Sobre a crescente participação feminina no cenário musical, Mebiah diz que sempre se sentiu muito sozinha, mas nunca desistiu de seguir em frente. “As mulheres artistas da Paraíba passam por isso, e eu sempre bato na tecla de nunca aceitar o pouco sofá, sempre brigar por mais, a cena precisa ser mais valorizada, abraçada. Grito pelo empoderamento feminino, essa falta de espaço me chateia, daí me posiciono e cobro mesmo, sou do rap e não consigo fazer a linha egípcia e fingir que não estou vendo, é bater de frente é a hora que viro uma diva, sigo o caminho sem se abalar pelo preconceito no meio ainda bastante masculino, só basta ter foco e garra.”, afirma a determinada Mebiah. Atualmente, ela está trabalhando no seu novo álbum, que trará uma mistura de soul, dub e rap, e está sendo produzindo por Pierre Alexander.

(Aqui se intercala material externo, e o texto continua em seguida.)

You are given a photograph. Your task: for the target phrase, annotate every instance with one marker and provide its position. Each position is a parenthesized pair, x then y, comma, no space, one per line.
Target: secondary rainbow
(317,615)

A gatuna RuannaUma das vocalistas da banda Gatunas, Ruanna Gonçalves, também foi uma das semifinalistas no Festival. Para ela, foi uma das experiências mais importantes que teve em sua vida, pois foi a pouco mais de um ano que começou a escrever. “Além de ter sido meu primeiro festival como compositora, foi também minha estreia como vocalista. Eu estava bastante ansiosa, pois precisei representar sozinha a minha banda Gatunas, assumindo o vocal logo em um festival grande e disputado por importantes nomes da música paraibana.”

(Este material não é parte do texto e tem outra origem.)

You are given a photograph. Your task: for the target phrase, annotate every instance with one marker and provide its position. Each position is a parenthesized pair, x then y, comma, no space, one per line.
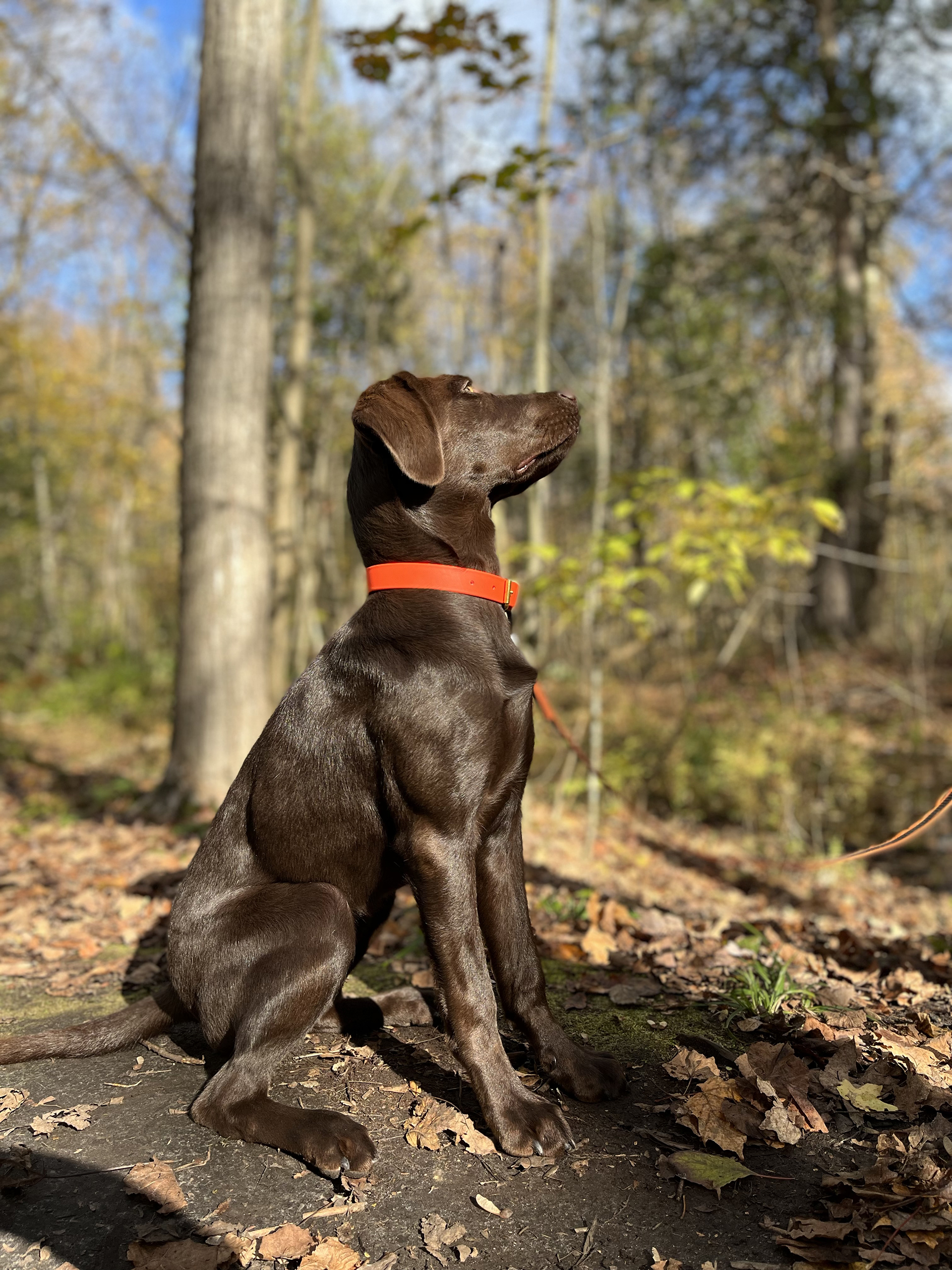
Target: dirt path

Assumir-se cantora e compositora é algo bem novo para Ruanna, e o retorno que está tendo do público, produtores e colegas da área musical a tem fortalecido para seguir adiante. “Eu já havia participado de outros festivais (por exemplo: festival Grito, Marielle Vive, entre outros), mas sempre na função de guitarrista ou pianista e backing vocal. Atualmente, eu e a contrabaixista Morgana Morais, que também é compositora, decidimos tomar a responsabilidade dos vocais de Gatunas.”, informa.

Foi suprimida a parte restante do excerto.